Large strides have been made in human–computer interaction (HCI) in recent years, with more natural interfaces being developed around voice and gesture control. But these technologies are still used sparingly, and typically for fairly simplistic interactions with machines. Keyboard and mouse are still king when real work needs to be done, leaving the HCI devices we really want in the realm of science fiction.
In the case of gesture control, there are two primary options for capturing these inputs. In the first case, an instrumented glove can be worn. While this provides highly accurate information about gestures, these systems tend to be expensive, and wearing an instrumented device can be unnatural and cumbersome. The other option involves using cameras to capture gestures from a distance. This method requires no on-body instrumentation, and so is much more comfortable, however, it also is less accurate and requires substantial computational resources.

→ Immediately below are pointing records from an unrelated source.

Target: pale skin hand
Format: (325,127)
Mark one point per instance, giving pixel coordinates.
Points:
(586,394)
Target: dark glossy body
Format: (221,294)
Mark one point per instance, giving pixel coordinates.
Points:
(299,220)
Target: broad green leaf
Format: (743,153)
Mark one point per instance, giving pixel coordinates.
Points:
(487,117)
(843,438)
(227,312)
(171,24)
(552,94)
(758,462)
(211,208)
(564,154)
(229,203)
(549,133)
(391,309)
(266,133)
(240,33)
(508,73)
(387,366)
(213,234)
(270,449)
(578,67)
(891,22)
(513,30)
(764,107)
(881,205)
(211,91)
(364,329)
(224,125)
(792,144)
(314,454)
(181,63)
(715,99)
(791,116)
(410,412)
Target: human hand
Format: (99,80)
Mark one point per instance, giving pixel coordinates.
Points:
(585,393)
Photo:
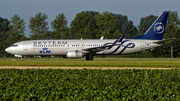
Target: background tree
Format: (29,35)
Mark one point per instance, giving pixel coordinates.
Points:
(106,25)
(39,26)
(83,26)
(16,29)
(59,26)
(4,43)
(172,31)
(145,23)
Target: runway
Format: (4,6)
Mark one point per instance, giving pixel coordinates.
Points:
(81,68)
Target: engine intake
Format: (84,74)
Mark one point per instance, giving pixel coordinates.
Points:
(74,54)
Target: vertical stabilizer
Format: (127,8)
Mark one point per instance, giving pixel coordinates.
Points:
(156,30)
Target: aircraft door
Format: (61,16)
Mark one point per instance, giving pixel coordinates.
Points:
(142,45)
(25,46)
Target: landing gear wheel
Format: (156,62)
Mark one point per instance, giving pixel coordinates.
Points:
(21,59)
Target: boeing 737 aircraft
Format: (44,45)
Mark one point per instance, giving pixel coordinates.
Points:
(152,38)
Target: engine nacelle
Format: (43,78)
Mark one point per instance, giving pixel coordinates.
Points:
(74,54)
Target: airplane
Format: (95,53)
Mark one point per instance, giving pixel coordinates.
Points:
(88,48)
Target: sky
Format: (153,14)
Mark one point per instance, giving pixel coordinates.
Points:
(133,9)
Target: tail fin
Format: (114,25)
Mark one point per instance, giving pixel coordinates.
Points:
(156,31)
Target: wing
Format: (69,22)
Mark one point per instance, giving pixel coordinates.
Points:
(104,47)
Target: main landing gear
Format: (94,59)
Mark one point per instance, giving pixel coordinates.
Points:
(89,57)
(21,59)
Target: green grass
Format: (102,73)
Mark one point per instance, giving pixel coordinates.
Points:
(98,62)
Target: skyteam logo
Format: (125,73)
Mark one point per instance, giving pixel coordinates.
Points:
(45,50)
(159,27)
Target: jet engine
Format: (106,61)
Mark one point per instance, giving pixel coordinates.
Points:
(74,54)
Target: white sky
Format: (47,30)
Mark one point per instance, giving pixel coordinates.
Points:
(134,9)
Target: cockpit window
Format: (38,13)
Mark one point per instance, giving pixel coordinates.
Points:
(14,45)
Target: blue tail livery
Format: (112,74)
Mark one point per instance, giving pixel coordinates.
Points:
(91,47)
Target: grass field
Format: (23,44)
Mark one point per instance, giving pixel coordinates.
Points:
(98,62)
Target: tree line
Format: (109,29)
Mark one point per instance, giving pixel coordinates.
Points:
(88,25)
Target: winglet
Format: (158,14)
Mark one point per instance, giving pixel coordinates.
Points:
(121,38)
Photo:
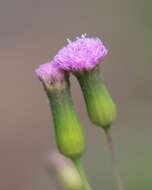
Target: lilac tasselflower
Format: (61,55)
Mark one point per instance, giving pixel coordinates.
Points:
(83,54)
(82,57)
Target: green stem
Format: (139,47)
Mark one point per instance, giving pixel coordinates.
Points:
(80,169)
(114,160)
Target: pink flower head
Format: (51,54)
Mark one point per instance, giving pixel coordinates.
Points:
(49,74)
(83,54)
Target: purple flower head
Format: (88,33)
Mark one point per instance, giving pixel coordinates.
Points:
(49,74)
(83,54)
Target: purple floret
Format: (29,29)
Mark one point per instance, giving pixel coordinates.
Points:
(83,54)
(49,73)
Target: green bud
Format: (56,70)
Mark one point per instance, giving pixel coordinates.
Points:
(100,106)
(69,134)
(65,171)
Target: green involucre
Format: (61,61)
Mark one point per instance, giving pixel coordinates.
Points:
(100,106)
(69,134)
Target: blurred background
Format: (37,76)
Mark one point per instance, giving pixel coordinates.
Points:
(31,32)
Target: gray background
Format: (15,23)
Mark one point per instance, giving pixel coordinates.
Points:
(31,32)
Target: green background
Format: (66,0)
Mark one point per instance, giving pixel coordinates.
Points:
(31,33)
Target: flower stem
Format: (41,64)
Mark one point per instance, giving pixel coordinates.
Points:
(114,158)
(80,169)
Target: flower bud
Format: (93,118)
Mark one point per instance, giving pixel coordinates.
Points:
(65,171)
(68,132)
(82,57)
(100,106)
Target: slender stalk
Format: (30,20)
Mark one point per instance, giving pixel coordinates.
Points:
(114,158)
(80,169)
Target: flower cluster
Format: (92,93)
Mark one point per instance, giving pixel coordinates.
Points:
(83,54)
(80,57)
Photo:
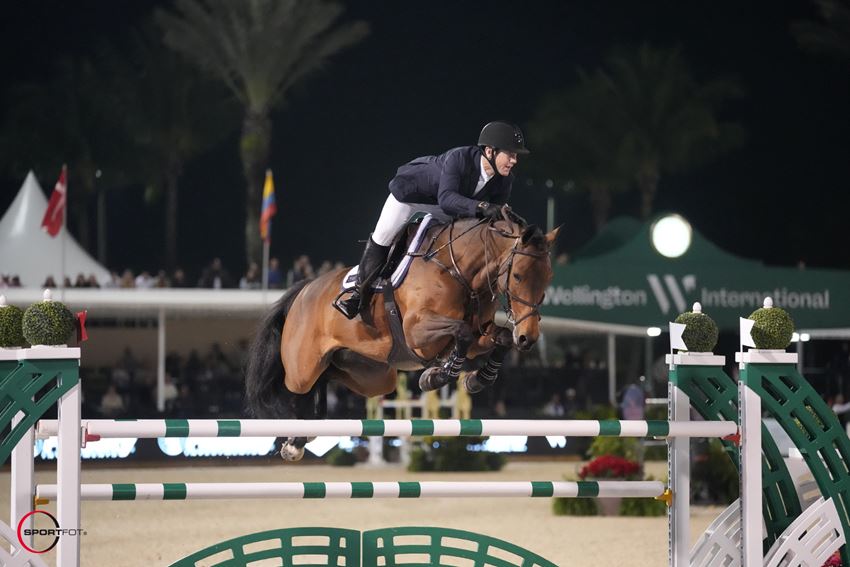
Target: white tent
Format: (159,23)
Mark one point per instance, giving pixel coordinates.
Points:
(28,251)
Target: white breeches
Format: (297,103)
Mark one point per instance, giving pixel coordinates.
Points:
(395,214)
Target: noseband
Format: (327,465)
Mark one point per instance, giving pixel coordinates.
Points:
(505,269)
(511,296)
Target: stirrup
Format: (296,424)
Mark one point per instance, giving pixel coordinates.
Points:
(346,306)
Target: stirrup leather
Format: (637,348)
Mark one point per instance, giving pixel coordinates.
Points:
(348,306)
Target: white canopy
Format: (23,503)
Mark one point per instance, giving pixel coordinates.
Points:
(28,251)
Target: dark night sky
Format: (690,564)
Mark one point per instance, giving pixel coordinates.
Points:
(431,74)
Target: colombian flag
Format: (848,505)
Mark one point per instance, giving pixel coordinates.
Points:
(269,208)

A team of researchers from Sun Yat-Sen University set out to improve upon camera-based gesture recognition methods, to bring them one step closer to building the type of interface that could be used for complex interactions with computers. Their contribution to gesture recognition involves the use of a few optimizations that can both improve recognition accuracy and reduce computational complexity.

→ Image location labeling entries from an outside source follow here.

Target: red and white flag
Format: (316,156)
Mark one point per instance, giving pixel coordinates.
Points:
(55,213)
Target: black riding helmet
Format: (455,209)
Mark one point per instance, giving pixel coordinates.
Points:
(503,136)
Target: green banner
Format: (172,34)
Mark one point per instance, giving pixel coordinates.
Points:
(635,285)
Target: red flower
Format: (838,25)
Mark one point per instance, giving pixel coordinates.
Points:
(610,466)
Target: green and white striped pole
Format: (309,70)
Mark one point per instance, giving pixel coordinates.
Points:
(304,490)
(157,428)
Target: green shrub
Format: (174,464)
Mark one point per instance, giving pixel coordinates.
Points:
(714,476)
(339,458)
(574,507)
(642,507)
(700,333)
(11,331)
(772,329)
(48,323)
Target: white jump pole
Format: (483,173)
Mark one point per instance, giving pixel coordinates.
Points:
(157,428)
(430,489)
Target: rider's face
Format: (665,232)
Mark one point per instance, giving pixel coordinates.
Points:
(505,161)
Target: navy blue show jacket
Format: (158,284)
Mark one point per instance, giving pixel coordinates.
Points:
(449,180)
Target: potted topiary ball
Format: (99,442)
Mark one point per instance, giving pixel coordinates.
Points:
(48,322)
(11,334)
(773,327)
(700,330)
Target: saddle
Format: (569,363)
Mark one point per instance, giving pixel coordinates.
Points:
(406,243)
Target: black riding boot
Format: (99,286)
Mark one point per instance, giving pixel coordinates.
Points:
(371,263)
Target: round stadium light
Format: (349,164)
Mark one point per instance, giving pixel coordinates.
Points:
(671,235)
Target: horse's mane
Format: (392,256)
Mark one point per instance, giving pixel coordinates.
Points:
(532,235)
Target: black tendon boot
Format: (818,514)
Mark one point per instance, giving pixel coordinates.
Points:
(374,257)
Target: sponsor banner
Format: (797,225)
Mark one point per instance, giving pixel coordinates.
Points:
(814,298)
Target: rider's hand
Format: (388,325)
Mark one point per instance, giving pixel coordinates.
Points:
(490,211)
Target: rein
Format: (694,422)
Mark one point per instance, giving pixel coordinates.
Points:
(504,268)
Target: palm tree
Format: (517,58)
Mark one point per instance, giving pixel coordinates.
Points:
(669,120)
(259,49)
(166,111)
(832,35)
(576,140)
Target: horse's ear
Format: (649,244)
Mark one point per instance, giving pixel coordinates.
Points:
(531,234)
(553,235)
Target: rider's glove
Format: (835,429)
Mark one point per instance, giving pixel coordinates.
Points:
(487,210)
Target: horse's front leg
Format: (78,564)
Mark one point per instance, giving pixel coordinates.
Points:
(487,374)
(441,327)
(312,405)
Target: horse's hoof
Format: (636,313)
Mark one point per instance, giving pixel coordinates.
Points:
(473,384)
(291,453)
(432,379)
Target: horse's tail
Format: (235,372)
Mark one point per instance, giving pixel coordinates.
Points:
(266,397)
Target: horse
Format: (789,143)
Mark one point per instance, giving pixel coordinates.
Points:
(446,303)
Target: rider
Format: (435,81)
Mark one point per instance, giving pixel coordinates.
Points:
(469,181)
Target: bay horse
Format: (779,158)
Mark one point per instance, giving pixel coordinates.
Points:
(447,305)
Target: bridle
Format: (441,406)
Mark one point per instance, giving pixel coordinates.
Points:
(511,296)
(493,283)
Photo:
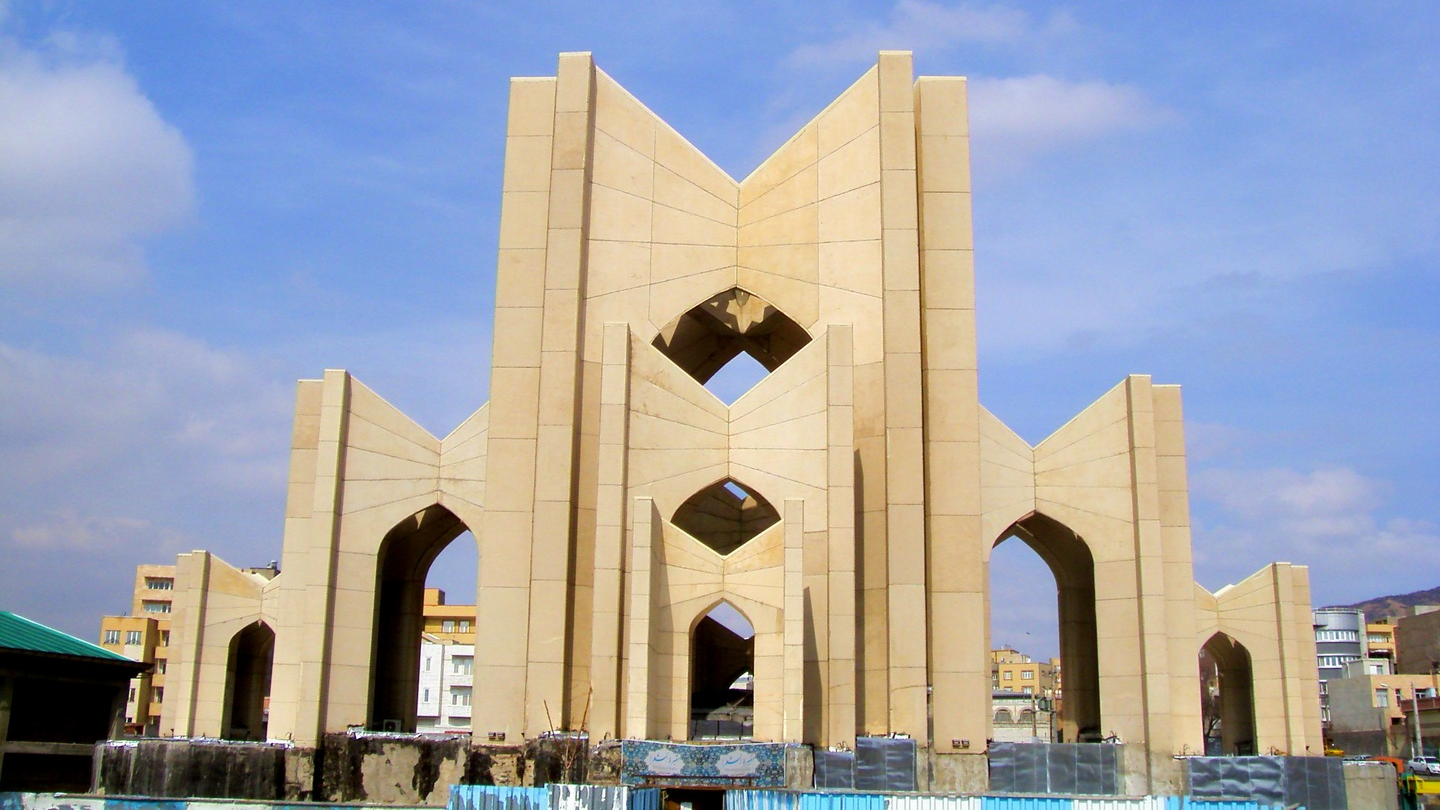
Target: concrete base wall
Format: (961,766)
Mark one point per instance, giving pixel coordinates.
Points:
(959,773)
(1371,786)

To deal with poor recognition rates, the team eschewed the one-size-fits-all strategy taken by most gesture recognition algorithms. Recognizing that people have differing sizes of hands, they take into account the user’s palm width, palm length, and finger length. The hand is categorized into one of three different types, after which gesture recognition can be conducted. The gesture recognition algorithm used will have been trained only on data samples for that specific type of hand. This approach improves recognition accuracy without any appreciable additional resource utilization.
Another innovation by the group was to build a prerecognition step into the pipeline. This feature uses a relatively simple algorithm to first select a subset of possible matching gestures, from the full set of all known gestures, by looking at the area of the hand. Since this metric is not sensitive to most transformations, it can deal with the rotation, translation, and scaling that trips up many other techniques. After pre-recognition, the final gesture can then be determined using a more complex algorithm, but by reducing the options, this algorithm can be both more accurate, and less computationally intensive.
The team gave their setup a whirl with a group of forty participants with different hand types. Using an algorithm trained on nine different gestures, they were able to achieve an average classification accuracy of 94%. The recognition rate still exceeded 93% even when images were rotated, translated, or scaled. These are fairly impressive results, and considering that the algorithm was designed with resource-constrained devices in mind, we may be seeing some of these techniques put to use in the devices we use in our daily lives in the future.